In the late eighteenth century, a restless Atlantic world carried ships, scriptures, rumours, revolutions, and fugitives across imperial frontiers with unsettling speed. Long before historians named it the “Black Atlantic,” enslaved and formerly enslaved Africans already inhabited it as makers of political meaning. They moved through its circulatory networks as soldiers, sailors, preachers, petitioners, refugees, and runaways, carrying with them memories of bondage, evangelical visions of spiritual equality, and an expanding grammar of liberty that no imperial boundary could fully contain. Among the most remarkable of these travellers were the “Black Loyalists” who departed Nova Scotia for Sierra Leone in 1792, seeking in West Africa the freedom the American Revolution had promised but never intended fully to grant them.
Yet the story of the Nova Scotians in Sierra Leone has too often been framed within the paternalist vocabulary of imperial philanthropy: settlers rescued by abolitionists, disciplined by missionaries, and governed into civilisation by the Sierra Leone Company. Such narratives reduce them to objects of reform rather than subjects of history. This article proceeds from a different premise. It seeks to recover the Nova Scotian settlers as historical actors in the deepest Thompsonian sense: men and women who fashioned a political culture from below out of migration, war, religion, betrayal, labour, and struggle. It seeks, in other words, to rescue them from what E. P. Thompson famously called “the enormous condescension of posterity.”
If the archives of early Sierra Leone speak anxiously of “Jacobins,” “rioters,” and “negro Sans Culottes,” they also reveal something more profound: the emergence in Atlantic Freetown of a radical popular politics grounded in claims to liberty, equal rights, land, representation, and non-racial citizenship. The Nova Scotians did not merely transport bodies across the Atlantic; they carried political expectations forged in slavery, sharpened in war, and radicalised through exclusion. Their Methodism provided more than consolation.
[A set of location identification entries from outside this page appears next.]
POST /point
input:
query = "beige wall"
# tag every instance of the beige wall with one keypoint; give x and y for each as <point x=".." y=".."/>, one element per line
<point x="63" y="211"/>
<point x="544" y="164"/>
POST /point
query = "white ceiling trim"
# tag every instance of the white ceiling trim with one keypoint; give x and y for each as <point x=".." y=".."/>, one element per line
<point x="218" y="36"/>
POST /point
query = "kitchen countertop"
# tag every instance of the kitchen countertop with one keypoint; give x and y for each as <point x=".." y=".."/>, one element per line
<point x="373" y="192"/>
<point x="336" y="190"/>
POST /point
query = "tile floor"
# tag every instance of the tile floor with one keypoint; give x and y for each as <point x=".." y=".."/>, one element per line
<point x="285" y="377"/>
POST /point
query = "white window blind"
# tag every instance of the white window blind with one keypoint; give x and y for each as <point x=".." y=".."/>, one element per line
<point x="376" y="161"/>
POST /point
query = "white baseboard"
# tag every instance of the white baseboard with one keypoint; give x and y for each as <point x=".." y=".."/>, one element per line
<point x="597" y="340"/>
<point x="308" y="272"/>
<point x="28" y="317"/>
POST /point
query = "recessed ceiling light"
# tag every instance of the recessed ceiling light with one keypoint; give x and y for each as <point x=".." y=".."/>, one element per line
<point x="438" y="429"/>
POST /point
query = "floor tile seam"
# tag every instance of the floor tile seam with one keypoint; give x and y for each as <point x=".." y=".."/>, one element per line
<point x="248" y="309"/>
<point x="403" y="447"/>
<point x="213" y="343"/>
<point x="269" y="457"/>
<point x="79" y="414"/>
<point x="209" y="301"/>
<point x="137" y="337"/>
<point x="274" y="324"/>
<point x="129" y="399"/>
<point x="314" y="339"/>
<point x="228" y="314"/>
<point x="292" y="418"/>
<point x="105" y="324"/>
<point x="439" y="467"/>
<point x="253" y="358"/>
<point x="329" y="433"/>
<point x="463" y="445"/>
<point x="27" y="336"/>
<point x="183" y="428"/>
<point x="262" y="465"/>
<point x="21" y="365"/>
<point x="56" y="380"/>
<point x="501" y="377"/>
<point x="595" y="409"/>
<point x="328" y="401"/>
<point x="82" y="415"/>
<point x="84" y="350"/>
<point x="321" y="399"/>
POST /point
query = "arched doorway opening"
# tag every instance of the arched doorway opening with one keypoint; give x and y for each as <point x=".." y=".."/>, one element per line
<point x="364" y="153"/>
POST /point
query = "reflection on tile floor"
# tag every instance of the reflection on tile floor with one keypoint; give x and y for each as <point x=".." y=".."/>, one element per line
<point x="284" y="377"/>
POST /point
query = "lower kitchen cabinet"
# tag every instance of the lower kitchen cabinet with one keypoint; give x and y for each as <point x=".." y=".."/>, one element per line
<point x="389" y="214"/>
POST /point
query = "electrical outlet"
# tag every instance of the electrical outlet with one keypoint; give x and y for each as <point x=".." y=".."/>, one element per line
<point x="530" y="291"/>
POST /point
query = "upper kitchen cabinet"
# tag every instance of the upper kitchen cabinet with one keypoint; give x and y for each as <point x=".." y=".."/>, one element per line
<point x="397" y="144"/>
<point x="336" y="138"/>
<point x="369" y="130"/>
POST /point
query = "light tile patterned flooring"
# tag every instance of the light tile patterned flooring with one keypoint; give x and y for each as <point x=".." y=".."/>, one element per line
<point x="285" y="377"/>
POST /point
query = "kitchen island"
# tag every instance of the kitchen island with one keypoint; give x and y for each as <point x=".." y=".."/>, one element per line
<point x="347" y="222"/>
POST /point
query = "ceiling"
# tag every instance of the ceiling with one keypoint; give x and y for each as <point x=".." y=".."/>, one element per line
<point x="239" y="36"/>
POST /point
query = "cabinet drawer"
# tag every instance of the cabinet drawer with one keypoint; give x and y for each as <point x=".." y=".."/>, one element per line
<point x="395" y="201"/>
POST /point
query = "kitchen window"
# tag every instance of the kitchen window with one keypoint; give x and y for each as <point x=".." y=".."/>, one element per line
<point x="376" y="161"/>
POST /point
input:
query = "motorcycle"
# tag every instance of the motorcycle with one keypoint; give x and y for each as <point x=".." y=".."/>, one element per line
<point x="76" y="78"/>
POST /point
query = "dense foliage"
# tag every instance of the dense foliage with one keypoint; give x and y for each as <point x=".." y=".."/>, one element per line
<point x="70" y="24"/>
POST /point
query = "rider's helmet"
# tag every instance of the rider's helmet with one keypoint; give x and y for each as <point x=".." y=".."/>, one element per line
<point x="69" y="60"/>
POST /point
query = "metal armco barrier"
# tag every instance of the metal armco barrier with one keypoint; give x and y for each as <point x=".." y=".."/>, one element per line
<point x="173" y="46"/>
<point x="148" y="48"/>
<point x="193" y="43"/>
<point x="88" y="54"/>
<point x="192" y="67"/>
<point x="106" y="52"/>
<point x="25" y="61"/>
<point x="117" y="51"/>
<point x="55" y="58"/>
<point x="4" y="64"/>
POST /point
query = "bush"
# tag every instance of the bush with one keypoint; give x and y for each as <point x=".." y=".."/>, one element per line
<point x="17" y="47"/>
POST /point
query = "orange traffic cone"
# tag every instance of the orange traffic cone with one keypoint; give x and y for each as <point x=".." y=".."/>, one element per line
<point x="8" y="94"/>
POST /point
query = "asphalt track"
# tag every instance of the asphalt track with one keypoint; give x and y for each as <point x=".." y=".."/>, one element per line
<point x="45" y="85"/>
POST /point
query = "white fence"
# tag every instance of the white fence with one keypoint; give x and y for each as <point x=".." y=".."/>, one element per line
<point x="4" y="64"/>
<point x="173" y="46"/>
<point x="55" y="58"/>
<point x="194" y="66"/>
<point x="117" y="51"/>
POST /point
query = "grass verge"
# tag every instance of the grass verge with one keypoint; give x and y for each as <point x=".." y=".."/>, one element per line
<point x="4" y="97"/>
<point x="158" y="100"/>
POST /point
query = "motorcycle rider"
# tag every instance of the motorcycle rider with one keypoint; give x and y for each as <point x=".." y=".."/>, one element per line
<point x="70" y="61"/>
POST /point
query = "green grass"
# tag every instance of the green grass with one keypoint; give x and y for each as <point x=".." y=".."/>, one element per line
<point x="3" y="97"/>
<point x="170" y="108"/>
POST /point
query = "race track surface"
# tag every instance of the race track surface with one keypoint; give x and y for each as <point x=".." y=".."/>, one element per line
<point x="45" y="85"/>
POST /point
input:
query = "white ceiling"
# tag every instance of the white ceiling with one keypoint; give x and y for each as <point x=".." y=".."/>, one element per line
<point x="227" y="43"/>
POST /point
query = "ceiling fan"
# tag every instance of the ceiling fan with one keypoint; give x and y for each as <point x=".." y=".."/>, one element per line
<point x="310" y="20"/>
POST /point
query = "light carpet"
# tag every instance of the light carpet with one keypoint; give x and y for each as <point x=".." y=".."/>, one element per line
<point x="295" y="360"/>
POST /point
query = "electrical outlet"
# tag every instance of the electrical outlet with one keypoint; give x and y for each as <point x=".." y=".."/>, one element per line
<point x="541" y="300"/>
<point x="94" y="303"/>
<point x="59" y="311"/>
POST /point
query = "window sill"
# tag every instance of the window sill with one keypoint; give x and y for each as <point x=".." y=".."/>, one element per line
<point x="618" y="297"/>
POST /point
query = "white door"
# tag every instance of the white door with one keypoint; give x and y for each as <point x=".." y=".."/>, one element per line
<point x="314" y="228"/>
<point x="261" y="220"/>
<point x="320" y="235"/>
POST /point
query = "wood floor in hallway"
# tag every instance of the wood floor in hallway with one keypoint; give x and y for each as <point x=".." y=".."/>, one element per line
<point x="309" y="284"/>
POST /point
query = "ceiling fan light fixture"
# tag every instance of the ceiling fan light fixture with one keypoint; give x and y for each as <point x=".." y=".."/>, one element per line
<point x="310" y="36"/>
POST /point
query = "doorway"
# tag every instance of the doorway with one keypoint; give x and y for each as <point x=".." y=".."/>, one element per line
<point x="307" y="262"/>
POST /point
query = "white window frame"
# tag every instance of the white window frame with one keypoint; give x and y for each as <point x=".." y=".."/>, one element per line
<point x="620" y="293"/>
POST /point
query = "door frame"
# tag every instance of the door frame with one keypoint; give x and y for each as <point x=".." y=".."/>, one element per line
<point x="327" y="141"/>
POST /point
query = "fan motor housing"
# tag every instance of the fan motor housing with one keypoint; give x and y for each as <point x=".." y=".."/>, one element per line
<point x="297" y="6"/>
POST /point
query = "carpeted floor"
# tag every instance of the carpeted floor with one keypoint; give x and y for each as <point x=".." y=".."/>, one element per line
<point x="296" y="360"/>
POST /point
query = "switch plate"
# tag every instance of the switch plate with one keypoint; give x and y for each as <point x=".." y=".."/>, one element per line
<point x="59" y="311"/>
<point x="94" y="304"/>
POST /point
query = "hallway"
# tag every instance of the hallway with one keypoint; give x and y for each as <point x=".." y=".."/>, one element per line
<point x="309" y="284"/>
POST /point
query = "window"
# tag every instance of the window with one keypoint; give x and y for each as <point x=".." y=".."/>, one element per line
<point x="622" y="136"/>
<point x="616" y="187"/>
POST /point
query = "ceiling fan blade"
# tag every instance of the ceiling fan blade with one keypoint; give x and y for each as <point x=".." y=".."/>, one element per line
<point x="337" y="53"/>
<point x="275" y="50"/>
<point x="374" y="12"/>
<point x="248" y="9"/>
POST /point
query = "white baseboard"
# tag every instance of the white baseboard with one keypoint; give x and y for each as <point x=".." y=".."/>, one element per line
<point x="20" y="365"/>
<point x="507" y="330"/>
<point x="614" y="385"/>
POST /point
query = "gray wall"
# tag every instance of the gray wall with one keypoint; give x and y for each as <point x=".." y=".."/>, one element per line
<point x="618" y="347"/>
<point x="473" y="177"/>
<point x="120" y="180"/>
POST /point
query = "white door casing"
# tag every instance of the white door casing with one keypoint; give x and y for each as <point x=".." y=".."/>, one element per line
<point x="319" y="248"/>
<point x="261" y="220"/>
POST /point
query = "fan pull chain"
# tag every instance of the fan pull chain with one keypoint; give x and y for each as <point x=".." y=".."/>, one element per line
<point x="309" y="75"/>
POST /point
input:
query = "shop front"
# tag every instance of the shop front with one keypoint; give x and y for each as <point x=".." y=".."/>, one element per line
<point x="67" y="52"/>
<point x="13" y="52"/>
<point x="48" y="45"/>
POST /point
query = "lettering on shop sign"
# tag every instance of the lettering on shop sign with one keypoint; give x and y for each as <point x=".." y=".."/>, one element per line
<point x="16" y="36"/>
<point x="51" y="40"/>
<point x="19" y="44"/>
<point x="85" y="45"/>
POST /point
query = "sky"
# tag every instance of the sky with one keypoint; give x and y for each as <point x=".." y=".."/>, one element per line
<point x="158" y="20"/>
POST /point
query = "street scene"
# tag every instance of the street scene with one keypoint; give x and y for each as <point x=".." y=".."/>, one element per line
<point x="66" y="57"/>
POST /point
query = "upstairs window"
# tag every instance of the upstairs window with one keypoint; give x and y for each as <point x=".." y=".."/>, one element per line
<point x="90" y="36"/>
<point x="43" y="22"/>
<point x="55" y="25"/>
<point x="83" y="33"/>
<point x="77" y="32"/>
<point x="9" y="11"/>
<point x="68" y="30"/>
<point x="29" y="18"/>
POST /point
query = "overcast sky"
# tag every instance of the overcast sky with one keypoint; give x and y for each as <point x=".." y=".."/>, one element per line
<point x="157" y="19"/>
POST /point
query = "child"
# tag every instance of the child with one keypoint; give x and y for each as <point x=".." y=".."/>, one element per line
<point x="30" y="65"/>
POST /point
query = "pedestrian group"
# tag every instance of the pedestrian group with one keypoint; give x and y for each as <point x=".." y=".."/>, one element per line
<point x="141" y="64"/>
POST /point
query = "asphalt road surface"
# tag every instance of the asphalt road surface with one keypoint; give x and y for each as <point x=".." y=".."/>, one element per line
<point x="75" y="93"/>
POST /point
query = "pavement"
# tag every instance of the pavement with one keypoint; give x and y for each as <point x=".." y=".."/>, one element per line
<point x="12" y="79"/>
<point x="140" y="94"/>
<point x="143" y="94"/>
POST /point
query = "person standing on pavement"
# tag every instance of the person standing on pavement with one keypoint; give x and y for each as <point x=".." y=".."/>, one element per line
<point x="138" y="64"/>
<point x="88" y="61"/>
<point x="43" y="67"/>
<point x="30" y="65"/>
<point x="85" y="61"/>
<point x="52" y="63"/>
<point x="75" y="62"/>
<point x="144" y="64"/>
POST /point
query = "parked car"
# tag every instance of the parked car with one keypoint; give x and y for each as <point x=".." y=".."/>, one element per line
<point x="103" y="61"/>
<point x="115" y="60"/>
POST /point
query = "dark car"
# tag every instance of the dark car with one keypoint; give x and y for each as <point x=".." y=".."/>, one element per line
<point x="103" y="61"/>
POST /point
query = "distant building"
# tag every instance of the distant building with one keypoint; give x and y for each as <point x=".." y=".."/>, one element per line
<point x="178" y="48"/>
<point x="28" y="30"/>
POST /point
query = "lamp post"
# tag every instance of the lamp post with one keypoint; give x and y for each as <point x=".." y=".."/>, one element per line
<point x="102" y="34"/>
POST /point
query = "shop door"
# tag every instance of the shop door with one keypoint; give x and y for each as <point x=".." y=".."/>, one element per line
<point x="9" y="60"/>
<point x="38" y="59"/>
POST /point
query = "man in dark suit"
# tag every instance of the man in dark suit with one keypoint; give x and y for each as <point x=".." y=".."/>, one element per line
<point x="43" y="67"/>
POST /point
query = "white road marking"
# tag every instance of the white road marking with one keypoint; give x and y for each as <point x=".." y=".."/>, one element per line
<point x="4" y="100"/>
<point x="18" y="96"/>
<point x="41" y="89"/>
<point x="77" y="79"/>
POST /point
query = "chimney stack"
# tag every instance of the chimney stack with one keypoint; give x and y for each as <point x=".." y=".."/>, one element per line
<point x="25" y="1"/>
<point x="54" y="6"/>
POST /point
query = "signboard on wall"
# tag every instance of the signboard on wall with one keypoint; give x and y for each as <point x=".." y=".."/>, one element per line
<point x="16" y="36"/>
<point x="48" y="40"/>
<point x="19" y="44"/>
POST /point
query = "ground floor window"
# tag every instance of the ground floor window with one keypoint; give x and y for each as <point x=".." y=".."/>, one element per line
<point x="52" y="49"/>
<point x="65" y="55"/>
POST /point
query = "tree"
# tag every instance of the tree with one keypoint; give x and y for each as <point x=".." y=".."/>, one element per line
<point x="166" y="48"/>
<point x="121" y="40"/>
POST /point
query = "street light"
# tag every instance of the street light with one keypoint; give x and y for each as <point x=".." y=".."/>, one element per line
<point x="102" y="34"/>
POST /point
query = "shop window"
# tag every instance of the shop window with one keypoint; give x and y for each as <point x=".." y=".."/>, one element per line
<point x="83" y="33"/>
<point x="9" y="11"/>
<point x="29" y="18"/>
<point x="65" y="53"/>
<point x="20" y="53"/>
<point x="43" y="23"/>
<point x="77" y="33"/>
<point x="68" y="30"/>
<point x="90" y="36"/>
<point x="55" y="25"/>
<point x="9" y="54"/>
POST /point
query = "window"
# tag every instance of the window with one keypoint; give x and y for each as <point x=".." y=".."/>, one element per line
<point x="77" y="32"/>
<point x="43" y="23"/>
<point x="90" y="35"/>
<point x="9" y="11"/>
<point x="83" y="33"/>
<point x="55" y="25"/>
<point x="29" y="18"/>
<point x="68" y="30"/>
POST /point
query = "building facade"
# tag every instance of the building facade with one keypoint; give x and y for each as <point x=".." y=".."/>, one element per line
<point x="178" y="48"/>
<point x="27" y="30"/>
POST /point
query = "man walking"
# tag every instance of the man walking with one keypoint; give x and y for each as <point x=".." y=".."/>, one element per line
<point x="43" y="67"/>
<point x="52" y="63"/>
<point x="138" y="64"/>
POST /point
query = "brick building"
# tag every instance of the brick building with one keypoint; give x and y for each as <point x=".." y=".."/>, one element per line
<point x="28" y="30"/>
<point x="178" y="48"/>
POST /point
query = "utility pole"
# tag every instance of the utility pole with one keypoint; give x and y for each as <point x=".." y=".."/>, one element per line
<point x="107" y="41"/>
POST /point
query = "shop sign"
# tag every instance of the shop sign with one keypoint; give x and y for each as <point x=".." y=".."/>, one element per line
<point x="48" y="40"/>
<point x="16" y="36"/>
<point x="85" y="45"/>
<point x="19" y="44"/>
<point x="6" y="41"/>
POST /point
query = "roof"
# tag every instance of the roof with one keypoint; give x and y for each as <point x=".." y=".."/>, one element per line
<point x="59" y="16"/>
Like the plebeian Methodism of industrial England analysed by E. P. Thompson, it furnished forms of organisation, literacy, collective discipline, moral legitimacy, and a language of human equality that could sustain agitation from below. Chapel meetings, petitions, dissent, and protest became vehicles through which the settlers transformed evangelical community into democratic practice.
The colonial state recognised the danger immediately. Imperial officials racialised Nova Scotian political action precisely because they understood its implications. William Wilberforce painted the settlers with the brush of Jacobinism; the brash Governor Thomas Perronet Thompson dismissed them contemptuously as “negro Sans Culottes.” Such labels were never descriptive alone. They were attempts to transform Black political agency into racial threat, to render demands for rights unintelligible except as disorder. The passage from “Black Loyalist” to “Black Jacobin” to “negro Sans Culotte” marked the colonial effort to contain a population whose insistence on liberty exceeded the paternal limits of abolitionist empire.
In this respect, the history of the Nova Scotians belongs within the wider revolutionary currents of the Atlantic world explored by Julius Scott in The Common Wind. News, rumours, sermons, and political idioms travelled ceaselessly among sailors, preachers, dockworkers, soldiers, and fugitives, creating subterranean networks of communication that linked Haiti, Nova Scotia, Jamaica, London, Charleston, and Sierra Leone. The settlers of Freetown inhabited precisely this world of circulation. Their radicalism was not derivative mimicry of European revolution but part of a broader Black Atlantic political tradition in which enslaved and formerly enslaved peoples appropriated, transformed, and universalised the language of rights that empires and revolutions sought to reserve for whites alone.
Here the profound paradox identified by Cassandra Pybus in Epic Journeys of Freedom becomes central. In fleeing the American republic whose founding fathers proclaimed liberty while denying their humanity, Black Loyalists carried to the far corners of the globe the animating principles of the Revolution itself. Excluded from the nation, they became among the most determined custodians of its universal promise. What white revolutionaries defended as the privilege of citizens, Black migrants transformed into a claim about humanity. Their journeys across the Atlantic were therefore not acts of exile alone, but acts of political transmission.
To write the history of the Nova Scotian settlers in this way is to shift the centre of gravity in the study of the Black Atlantic. Sierra Leone ceases to appear merely as an abolitionist experiment on the margins of empire and emerges instead as a crucible of popular democratic struggle in the Age of Revolution. The settlers’ petitions, protests, refusals, and insurgent political cultures formed part of a wider genealogy of Atlantic radicalism from below. Their history belongs not to imperial benevolence, but to the heroic tradition of ordinary people who insisted that liberty must be universal or it would remain a lie.